Mais j'allais bientôt apprendre
que ce n'était pas tout.
Aussi responsabilisée que je me sentais
avec cette nouvelle liberté
que cette chaîne de journalisme
citoyen me donnait,
je me retrouvais dans
une situation inconnue.
À un moment, en août dernier,
je me suis connectée à Facebook
et je regardais mes actualités,
et j'ai remarqué qu'il y avait un lien
que mes amis avaient partagé.
J'ai cliqué sur le lien,
et il m'a amenée à un reportage
mis en ligne par une fille américaine
du nom de Michaela Cross.
Le reportage s'appelait :
« Inde : l'histoire que
vous ne vouliez jamais entendre. »
Et dans ce reportage, elle racontait
son récit de première-main
de confrontation
à l'agression sexuelle en Inde.
Elle a écrit : « Il n'y a aucune façon
de se préparer aux yeux,
les yeux qui chaque jour fixaient
mon corps avec tant de droit,
sans changement d'expression
que je croise leur regard ou non.
Allant chez l'épicier ou le tailleur,
je recevais des regards si aiguisés
qu'ils me découpaient,
morceau par morceau. »
Elle a appelé l'Inde,
paradis des voyageurs et enfer des femmes.

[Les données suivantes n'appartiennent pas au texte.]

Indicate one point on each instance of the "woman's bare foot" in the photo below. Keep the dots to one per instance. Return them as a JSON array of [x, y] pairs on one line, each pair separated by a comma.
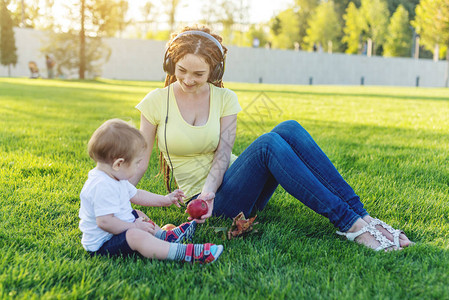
[[403, 239], [366, 238]]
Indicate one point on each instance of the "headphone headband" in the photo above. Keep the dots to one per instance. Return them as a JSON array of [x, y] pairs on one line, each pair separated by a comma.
[[201, 33]]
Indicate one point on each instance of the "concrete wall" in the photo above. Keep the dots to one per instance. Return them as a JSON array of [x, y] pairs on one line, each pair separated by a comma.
[[142, 60]]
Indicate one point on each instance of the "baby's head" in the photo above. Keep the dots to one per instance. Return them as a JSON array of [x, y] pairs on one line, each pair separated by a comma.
[[116, 139]]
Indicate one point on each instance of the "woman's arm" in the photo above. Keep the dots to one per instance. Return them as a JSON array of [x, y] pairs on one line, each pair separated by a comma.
[[220, 163], [149, 133], [146, 198]]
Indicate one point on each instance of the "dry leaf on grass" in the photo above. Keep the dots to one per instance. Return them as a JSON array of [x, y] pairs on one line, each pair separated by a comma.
[[241, 226]]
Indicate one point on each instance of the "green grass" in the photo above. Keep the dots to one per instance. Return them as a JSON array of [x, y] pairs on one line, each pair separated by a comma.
[[391, 144]]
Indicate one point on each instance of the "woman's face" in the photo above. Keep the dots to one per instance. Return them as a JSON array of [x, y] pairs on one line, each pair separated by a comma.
[[192, 72]]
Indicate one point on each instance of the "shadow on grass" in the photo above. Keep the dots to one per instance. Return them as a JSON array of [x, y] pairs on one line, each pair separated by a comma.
[[348, 94]]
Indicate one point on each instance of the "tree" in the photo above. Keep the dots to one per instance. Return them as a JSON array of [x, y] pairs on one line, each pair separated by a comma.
[[95, 19], [398, 41], [376, 16], [432, 24], [65, 47], [353, 28], [324, 28], [409, 6], [303, 9], [8, 55], [288, 33]]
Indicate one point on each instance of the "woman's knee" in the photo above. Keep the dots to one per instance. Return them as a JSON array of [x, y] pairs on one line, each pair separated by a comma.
[[287, 126]]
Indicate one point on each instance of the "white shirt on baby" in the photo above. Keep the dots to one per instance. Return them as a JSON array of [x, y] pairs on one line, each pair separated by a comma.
[[102, 195]]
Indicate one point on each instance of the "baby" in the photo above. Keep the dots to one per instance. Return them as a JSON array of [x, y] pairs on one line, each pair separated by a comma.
[[109, 224]]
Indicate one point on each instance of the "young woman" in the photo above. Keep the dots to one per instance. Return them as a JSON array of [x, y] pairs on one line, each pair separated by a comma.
[[194, 120]]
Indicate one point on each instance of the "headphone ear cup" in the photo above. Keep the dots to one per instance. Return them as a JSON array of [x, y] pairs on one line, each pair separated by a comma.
[[217, 73], [169, 66]]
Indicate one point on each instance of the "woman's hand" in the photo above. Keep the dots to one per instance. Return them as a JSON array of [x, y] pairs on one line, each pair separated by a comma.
[[174, 198], [209, 198]]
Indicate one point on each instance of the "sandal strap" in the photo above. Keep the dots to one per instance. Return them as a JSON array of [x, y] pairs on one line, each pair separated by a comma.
[[372, 230], [394, 232]]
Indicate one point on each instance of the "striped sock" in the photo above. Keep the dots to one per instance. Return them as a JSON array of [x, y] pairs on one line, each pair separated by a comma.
[[176, 251], [161, 234]]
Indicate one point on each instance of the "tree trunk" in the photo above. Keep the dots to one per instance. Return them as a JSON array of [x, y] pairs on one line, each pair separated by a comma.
[[447, 69], [82, 66]]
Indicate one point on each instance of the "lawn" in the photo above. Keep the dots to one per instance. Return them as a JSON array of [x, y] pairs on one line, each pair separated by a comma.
[[390, 144]]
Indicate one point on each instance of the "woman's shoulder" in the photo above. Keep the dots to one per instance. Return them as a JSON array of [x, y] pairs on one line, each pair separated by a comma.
[[223, 92], [156, 93]]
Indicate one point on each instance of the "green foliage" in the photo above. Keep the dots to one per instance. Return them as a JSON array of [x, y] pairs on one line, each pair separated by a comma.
[[65, 49], [245, 39], [107, 17], [31, 12], [353, 29], [288, 33], [432, 23], [399, 38], [324, 27], [303, 10], [409, 6], [390, 144], [376, 15], [8, 55]]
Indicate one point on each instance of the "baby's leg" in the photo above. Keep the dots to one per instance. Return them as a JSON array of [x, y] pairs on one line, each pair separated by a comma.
[[152, 247], [146, 244], [146, 218]]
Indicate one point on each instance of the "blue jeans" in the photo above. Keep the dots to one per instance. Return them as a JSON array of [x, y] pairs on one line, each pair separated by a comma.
[[290, 157]]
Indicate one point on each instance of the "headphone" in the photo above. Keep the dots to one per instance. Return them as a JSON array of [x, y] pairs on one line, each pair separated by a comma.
[[217, 72]]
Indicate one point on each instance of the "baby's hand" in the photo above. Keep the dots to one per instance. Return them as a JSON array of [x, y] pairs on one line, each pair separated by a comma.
[[145, 225], [175, 197]]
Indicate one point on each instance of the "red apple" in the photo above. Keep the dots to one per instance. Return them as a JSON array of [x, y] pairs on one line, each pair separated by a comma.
[[197, 208], [167, 227]]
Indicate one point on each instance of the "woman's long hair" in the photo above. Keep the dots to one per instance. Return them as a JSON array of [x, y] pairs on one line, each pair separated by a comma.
[[191, 44]]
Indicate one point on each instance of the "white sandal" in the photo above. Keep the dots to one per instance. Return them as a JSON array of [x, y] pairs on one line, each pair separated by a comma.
[[394, 232], [382, 239]]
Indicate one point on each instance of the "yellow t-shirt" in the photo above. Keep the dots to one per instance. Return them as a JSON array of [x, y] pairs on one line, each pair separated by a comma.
[[191, 148]]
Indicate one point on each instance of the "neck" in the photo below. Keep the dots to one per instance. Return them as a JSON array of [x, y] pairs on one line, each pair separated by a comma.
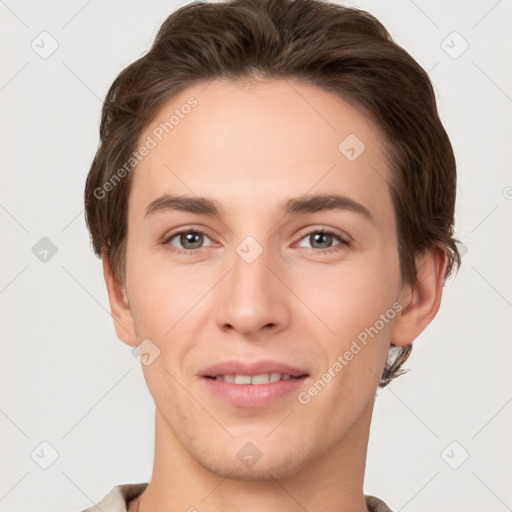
[[325, 482]]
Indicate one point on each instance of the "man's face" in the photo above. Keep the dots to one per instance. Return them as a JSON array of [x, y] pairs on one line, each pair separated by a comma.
[[257, 284]]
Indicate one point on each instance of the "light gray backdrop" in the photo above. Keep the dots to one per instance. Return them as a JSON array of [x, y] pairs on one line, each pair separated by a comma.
[[75, 415]]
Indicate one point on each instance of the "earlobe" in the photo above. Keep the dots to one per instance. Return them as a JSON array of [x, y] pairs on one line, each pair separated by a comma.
[[119, 305], [420, 302]]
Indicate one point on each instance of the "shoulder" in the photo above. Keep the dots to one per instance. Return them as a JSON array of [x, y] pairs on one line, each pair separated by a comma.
[[117, 499], [375, 504]]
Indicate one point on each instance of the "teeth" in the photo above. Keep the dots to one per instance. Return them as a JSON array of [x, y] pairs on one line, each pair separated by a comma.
[[264, 378]]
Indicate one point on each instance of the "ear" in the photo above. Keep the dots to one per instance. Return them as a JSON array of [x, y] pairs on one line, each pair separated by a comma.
[[119, 305], [420, 302]]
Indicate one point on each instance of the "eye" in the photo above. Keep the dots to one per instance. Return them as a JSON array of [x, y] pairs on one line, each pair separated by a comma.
[[190, 240], [324, 238]]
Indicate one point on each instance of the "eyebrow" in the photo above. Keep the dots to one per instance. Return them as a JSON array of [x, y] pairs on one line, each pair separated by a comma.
[[304, 204]]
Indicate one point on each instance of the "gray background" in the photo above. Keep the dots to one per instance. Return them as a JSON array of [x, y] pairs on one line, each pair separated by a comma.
[[66, 380]]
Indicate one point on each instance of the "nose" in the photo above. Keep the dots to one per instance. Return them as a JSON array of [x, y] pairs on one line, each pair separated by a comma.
[[252, 298]]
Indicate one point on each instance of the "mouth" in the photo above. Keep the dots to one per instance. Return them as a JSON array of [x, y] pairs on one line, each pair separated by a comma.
[[263, 378], [252, 384]]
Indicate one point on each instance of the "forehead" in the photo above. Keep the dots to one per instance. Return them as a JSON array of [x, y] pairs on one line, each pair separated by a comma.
[[245, 142]]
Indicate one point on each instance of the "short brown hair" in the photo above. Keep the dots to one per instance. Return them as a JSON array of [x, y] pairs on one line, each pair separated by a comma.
[[342, 50]]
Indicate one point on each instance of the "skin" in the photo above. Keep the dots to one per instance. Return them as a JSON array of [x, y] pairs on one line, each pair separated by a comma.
[[251, 147]]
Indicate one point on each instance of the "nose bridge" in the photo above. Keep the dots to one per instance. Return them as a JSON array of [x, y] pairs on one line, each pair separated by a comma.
[[252, 297]]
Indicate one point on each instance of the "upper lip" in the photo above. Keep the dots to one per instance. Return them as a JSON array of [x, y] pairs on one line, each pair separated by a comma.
[[238, 367]]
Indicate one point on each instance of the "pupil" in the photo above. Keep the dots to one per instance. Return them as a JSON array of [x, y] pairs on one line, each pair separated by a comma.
[[189, 238], [318, 238]]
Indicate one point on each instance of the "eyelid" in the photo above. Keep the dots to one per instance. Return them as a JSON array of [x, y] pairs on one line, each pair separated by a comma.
[[344, 240]]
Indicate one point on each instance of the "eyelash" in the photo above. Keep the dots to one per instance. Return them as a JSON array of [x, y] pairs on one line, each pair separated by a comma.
[[342, 241]]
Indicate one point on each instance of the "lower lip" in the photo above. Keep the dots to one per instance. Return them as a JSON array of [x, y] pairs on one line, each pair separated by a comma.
[[253, 395]]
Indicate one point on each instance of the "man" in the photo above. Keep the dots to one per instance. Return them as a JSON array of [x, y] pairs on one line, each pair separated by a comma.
[[273, 201]]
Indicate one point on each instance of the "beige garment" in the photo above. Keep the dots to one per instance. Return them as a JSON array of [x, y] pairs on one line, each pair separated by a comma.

Elle disait qu'elle était suivie, pelotée
et qu'on se masturbait devant elle.
Plus tard dans la soirée,
ce reportage s'est propagé.
Il était sur des chaînes d'information
partout dans le monde.
Tout le monde en parlait.
Il avait plus d'un million de vues,
un millier de commentaires
et de partages,
et je me suis trouvée témoin
d'une chose très similaire.
Les médias étaient pris
dans ce cercle vicieux
de l'opinion et d'explosion
et sans issue.
Alors ce soir-là, alors
que je me demandais
comment je devais répondre,
je me suis trouvée
pleine de doutes.
Vous voyez, en tant qu'écrivain,
je parlais du problème
en tant qu'observatrice,
en tant qu'Indienne, je me sentais
embarrassée et incrédule,
et en tant qu'activiste, je regardais cela
en tant que défenseur des droits,
mais en tant que journaliste citoyenne,
je me sentais soudainement
très vulnérable.
Je veux dire, la voilà,
une jeune femme
qui utilisait une chaîne pour parler
de son expérience comme je le faisais,
et pourtant je me sentais troublée.
Personne ne vous dit jamais
que la vraie responsabilisation
vient en vous donnant
la permission de penser et d'agir.
La responsabilisation est souvent perçue
comme un idéal, une issue merveilleuse.
Quand nous parlons de responsabilisation,
nous parlons souvent de donner
aux gens l'accès au matériel,
l'accès aux outils.
Mais la responsabilisation
est une émotion.
C'est un sentiment.
Le premier pas vers la responsabilisation,
est de vous donner l'autorité,
la clé de la volonté indépendante,
et pour les femmes partout,
peu importe qui nous sommes
ou d'où nous venons,
c'est l'étape la plus difficile.
Nous avons peur du son
de notre propre voix
car il est un aveu,
mais c'est ce qui nous donne le pouvoir
de changer notre environnement.
Dans cette situation où j'étais confrontée
à tellement de types de réalités,
je n'étais pas sûre de comment juger,
parce que je ne savais pas
ce que cela signifierait pour moi.
J'avais peur de juger, parce que
je ne savais ce que cela ferait
si je ne soutenais pas le même
point de vue que cette fille.
Je ne savais pas ce que cela
signifierait pour moi
si je défiais la vérité
de quelqu'un d'autre.
Mais pourtant c'était simple.
Je devais prendre une décision :
devrais-je parler ou rester silencieuse ?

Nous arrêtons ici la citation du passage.